Learning by Visualize a Nurse-Led CCOS Using the Functional Resonance Analysis Method

J Patient Saf. 2024 Oct 21. doi: 10.1097/PTS.0000000000001293. Online ahead of print.

Abstract

Objectives: Quality improvements (QIs) in dynamic and complex health care contexts require resilience and take variability into account in quality improvement. The Functional Resonance Analysis Method (FRAM) helps us understand resilience and gain insight into (un)desirable variability in the complex system of daily practice. We explored how using FRAM in the Deming cycle of a QI project can help professionals and researchers learn from, reflect upon, and improve complex processes. We used FRAM in a Dutch hospital to study a QI: Critical Care Outreach Service (CCOS).

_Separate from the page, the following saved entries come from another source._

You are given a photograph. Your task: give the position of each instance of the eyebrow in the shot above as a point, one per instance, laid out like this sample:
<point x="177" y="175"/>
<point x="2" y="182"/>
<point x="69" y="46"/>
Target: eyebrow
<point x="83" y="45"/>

Methods: The aim was to use FRAM before and after implementation to create a FRAM model and reflect to health care professionals the mismatch between Work As Imagined (WAI) and Work As Done (WAD). The WAI FRAM model was co-created with professionals before the implementation of CCOS. We used descriptions of tasks and processes for ICU nurses and verified them in 30-minute semistructured interviews (N = 2). WAD was created by input of semistructured interviews with key professionals in CCOS (N = 21) and 3 nonparticipant observations of trained CCOS nurses. We validated WAD in 2 dialogue sessions with key professionals (N = 11). Data collection continued until saturation.

Results: Juxtaposing the WAI and WAD models showed that WAD contained additional functions and highlighted unexpectedly complex functions. Reflecting on the application of FRAM with health care professionals revealed opportunities and challenges, especially time investment.

Conclusions: FRAM helps professionals outline processes and tasks (WAI), learn from, and reflect upon their daily practice (WAD). FRAM models help professionals identify variability proactively to improve practices that enhance resilient performance.